The scientific goals of the 10m class WST are ambitious, with simultaneous operation of a large field-of-view (5 sq. degree) and high multiplex (20,000) multi-object spectrograph facility with both medium and high-resolution modes (MOS), and a giant panoramic integral field spectrograph (IFS). WST will achieve transformative results in most areas of astrophysics: e.g. the nature and expansion of the dark Universe, the formation of first stars and galaxies and their role in the cosmic reionisation, the study of the dark and baryonic material in the cosmic web, the baryon cycle in galaxies, the formation history of the Milky Way and dwarf galaxies in the Local Group, characterization of exoplanet hosts, and the characterisation of transient phenomena.
This telescope is also a big deal for Australia as it could become a path toward ESO membership. The construction of VISTA was after all how the UK joined ESO and the European astronomical community is decidedly in support of ESO making WST its next flagship project (76% support according to a poll). For this reason, we are investing in the early design work of the telescope with AITC’s work focused specifically on the telescope structure. We recently contributed to the project’s optical design workshop that took place in Lyon at the end of March. We are now down to two optical designs that will be investigated in more detail, including consideration for the complexity and cost of the telescope’s structure.

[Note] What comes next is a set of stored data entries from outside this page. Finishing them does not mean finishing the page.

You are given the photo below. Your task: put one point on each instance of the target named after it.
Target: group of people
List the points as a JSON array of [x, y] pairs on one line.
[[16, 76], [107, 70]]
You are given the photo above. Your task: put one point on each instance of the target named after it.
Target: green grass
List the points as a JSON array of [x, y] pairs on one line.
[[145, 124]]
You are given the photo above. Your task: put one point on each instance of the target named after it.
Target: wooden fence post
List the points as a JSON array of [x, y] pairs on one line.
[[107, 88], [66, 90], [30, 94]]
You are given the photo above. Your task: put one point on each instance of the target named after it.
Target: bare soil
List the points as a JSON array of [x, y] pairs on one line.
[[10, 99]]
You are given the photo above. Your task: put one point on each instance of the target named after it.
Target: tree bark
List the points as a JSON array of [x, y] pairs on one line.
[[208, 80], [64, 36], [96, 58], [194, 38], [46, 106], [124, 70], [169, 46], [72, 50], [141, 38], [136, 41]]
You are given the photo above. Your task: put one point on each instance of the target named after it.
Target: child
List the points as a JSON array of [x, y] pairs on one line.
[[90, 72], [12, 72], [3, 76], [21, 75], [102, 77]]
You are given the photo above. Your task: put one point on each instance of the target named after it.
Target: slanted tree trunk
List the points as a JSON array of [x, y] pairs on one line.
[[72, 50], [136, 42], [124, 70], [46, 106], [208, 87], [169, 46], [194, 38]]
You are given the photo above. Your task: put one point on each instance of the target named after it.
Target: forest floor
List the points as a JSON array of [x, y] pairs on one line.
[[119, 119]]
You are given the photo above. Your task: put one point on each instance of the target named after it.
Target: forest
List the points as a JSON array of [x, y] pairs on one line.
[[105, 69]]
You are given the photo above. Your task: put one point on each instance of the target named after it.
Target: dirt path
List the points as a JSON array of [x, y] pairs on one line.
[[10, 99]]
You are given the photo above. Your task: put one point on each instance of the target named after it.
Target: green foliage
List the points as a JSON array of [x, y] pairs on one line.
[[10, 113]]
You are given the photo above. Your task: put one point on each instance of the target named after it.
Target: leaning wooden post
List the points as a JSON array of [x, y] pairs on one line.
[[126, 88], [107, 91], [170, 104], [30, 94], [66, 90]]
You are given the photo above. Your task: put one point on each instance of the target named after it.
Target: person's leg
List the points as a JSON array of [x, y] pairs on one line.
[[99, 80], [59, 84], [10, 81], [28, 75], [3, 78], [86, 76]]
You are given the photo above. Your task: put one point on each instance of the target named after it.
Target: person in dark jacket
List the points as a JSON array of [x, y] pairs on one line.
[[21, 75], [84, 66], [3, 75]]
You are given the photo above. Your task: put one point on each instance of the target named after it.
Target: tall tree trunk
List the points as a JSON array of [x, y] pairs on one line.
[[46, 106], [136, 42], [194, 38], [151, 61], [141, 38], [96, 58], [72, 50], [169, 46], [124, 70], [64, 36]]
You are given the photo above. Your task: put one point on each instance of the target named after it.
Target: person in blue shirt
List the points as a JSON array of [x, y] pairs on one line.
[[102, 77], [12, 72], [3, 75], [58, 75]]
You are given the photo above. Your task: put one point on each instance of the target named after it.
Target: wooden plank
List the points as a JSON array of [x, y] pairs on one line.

So, to all that are interested in the project, whether it is for its science or its technical design, we will have a busy calendar this year. The first event is a science meeting aimed at developing the observatory’s science case. The meeting will take place between the 23rd and 26th of May in Vienna and Australian participation is highly anticipated. This meeting is important to constrain the telescope’s requirements and assure that we will deliver a telescope that fits your favourite science case.
The second meeting, which will also take place in Europe in October of this year, will be aimed at the technical team with the goal to set the conceptual design of the observatory. Our goal is to advance the design sufficiently to make a credible case to the different funding agencies both in Europe and Australia in 2024.
Finally, the observatory’s PI Roland Bacon will be touring Australia, spending a total of one month at the end of the year across some of Australia’s key astronomical institutions to broaden support for the project. Expect to hear more from me on that visit as we will plan a special workshop dedicated to WST during his visit at ANU.